See Apple 3.0’s Goldman Sachs archives.

10 Comments

  1. David Emery said:
    ” telling everybody to sell a stock, I’m inclined to suspect — halfway through The Big Short — that he’s been snapping it up.”

    Can someone explain to me why this isn’t illegal?

    0
    January 18, 2021
    • Ken Cheng said:
      @david, it is illegal. That’s why the co-founder of BusinessInsider, Henry Blodget, was barred from the securities industry, while doing equity research at Merrill Lynch. Ha!
      He crossed the “Chinese wall”, by helping the ML Investment banking department, in selling their IPOs. Cost him $4M and barred from the securities industry. Strangely, he still does much of what he used to do, go on CNBC and opine about stocks.

      1
      January 18, 2021
      • Ken Cheng said:
        As I’ve mentioned before about Rod Hall, it should be reassuring that even though Goldman is one of the lead underwriters for Apple, when they do some investment banking business, ie bond issues, or M&A, since Goldman is involved in almost all M&A deals, not to mention doing block trades to repurchase shares or their commercial banking relationship thru Marcus; their equity analysts are independent and can come up with their own analysis, right or wrong. Goldman makes too much money working for Apple, for them to jeopardize that with some crazy trading scheme around Rod Hall’s price targets. I’m sure given all that’s happened over the years, some Controller inside Goldman is studying the trading of their own traders to sniff out any odd behavior.

        0
        January 18, 2021
        • Ken Cheng said:
          It’s illegal when the equity research department is working hand in hand with equity traders, like with Blodgett. It should be reassuring that the equity research department can come up with a completely opposite conclusions to their investment banking division. Further, Goldman, doesn’t publish their equity research for general public consumption. Those notes go to their rich clients. Those are “accredited investor”s. People and institutions rich enough that they can think for themselves and are supposedly not easily influenced. I highly doubt any Goldman equity traders are developing a trading strategy around Rod Hall’s research reports, since most of the public never sees Rod Hall’s actual reports, but only hear his price target.

          0
          January 18, 2021
  2. Paul Brindze said:
    Another possibility. I believe Goldman is managing the non-market stock buys for Apple. If My understanding is correct, they sell shares to the company at a negotiated price, and then go to the market to buy the shares to cover. If the price rises too high too fast, Goldman is stuck with the shortfall, instead of their expected profit on the transaction. So not in their interest for AAPL to rise too quickly.

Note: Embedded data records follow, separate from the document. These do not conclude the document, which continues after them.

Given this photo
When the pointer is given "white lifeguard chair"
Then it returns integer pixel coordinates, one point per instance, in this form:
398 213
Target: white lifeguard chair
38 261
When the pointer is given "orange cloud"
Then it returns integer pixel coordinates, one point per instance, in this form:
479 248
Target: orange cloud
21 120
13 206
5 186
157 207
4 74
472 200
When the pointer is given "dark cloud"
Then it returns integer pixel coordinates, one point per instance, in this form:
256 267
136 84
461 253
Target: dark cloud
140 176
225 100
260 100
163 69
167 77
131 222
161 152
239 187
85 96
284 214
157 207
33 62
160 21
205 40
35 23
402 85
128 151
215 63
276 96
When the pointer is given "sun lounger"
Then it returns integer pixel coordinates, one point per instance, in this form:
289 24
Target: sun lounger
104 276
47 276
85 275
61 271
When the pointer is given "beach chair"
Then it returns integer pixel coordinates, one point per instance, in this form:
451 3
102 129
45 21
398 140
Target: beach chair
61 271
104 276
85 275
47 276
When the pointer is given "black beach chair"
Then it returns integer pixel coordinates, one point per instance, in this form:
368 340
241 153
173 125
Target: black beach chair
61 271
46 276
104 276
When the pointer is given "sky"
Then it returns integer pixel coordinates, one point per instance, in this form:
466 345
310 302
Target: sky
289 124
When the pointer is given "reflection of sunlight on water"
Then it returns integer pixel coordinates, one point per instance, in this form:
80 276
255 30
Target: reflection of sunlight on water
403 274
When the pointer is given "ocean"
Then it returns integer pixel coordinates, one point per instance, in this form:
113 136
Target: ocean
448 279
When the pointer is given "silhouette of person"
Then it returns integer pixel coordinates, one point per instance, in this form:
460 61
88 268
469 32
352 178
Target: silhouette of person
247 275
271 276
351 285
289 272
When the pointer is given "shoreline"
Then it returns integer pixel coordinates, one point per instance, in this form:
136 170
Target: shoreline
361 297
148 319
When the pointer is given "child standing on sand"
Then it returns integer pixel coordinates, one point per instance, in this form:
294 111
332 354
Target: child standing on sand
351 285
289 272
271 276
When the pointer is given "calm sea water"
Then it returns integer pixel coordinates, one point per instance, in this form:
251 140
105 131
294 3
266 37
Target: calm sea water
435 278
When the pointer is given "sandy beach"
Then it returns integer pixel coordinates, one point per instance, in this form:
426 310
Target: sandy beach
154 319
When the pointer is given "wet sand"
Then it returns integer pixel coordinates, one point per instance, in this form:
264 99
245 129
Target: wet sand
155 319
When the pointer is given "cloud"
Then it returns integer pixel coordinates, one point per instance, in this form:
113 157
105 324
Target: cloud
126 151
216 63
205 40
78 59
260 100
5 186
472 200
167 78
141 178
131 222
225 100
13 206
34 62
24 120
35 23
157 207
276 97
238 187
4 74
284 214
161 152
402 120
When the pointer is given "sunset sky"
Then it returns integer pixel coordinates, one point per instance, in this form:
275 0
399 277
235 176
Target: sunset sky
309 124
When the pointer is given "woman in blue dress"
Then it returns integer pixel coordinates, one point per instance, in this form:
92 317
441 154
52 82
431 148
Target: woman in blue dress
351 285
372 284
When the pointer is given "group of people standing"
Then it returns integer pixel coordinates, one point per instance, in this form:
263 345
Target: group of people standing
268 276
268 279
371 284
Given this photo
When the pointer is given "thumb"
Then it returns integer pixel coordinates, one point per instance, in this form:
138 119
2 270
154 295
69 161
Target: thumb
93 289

    Not sure if I am correct on this. Anyone else know?

    4
    January 18, 2021
    • Bob Goldstein said:
      I don’t know but I have always assumed this is the reason

      2
      January 18, 2021
  3. Paul Brindze said:
    @david emery.

    To keep from being illegal, Goldman just needs to keep a firewall between Hall and the trading side. They can’t tell him what to do … but given history, they already know what he will do. It’s a possible explanation for why he hasn’t been fired for his crazy price targets.

    6
    January 18, 2021
  4. Michael Goldfeder said:
    The short % in Apple has come down to 94.721 shares as of December 15, 2020, to 91.091 as of December 31, 2020. Probably will even be lower when the next report comes out for the January 15, 2021 period. IMO, this is why the shares have been trading lower to allow some shorts to cover before the 1Q revenues and earnings are reported next week.

    1
    January 18, 2021
  5. Joe Murphy said:
    Who remembers reading “ Where Are the Customers Yachts?”

    If you haven’t read it, it’s an enjoyable, quick and relavent read.

    If you remember it, you know WS’s game.

    1
    January 18, 2021
  6. Fred Stein said:
    Rod Hall says he does NOT believe that we’re in an iPhone super cycle because of supply chain rumors.

    That is either deliberate misrepresentation or cognitive impairment.

    OBTW: It’s also ‘counting iPhones’. In 2021?